The BTC foodprint is not that bad compared to the traditional financial sector. According to the report, only the printing of our fiat currencies causes damage in the amount of about 8 Mt annually. And this is without taking into account the huge number of skyscrapers, computer rooms and other CO2 emissions of traditional banks. Meanwhile, the gold industry emits an average of 100 to 145 Mt of CO2.

CoinShares has taken an even more detailed look at these approximately 40 Mt of the Bitcoin CO2 network to identify potential improvements. It quickly became apparent that CO2 emissions could be drastically reduced by a large-scale shift away from coal use. Of all energy resources that currently provide the network, coal provides from 35 to 50% of energy. Other energy suppliers, such as nuclear energy (from 5 to 11%) or renewable energy sources (from 4 to 8%), for example, hydropower, are not so actively used yet.

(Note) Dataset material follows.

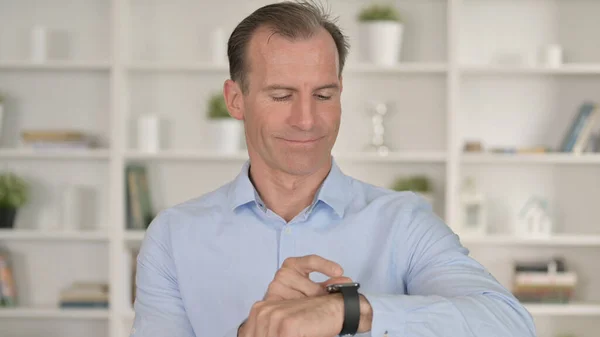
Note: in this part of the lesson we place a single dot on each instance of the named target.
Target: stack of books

Bitcoin energy consumption by resources. Source: CoinShares

Bitcoin energy consumption by resources. Source: CoinShares

If this ratio of coal to alternative energy sources were improved, 40 Mt of emissions would also be rapidly reduced. Coal-fired power alone accounts for more than 90% of all CO2 emissions from the BTC mining network in certain moths. According to CoinShares, as soon as a part of coal-fired power is replaced by nuclear and renewable energy sources, the problem of “CO2 emissions” will cease to be relevant. After all, the share is already relatively low.

Bitcoin as an advantage of the future

Back in 2010, soon after the first transaction on the BTC network, the invetor under the Satoshi Nakamoro pseudonym commented on the solution to the problem. This is the same situation as with gold mining. The marginal cost of gold mining is usually close to the price of gold. Gold mining is a “waste” but this waste is much less than the benefit of using gold as a medium of exchange.

“I believe the same is to happen to Bitcoin. The benefit from exchanges provided by BTC will far exceed the cost of electrivity consumption. Therefore, it would be a waste not to have Bitcoin”, said Satoshi Nakamoto, founder of the Bitcoin network

Overall, CoinShares has also concluded that the net benefits of Bitcoin outweigh the disadvantages of electricity consumption. According to her, this whole system is the only way for hundreds of millions of people to gain access to a fair, protected from depreciation and censorship money network in the near future. In order to maintain this, we must be prepared to accept a relatively small amount of additional emissions.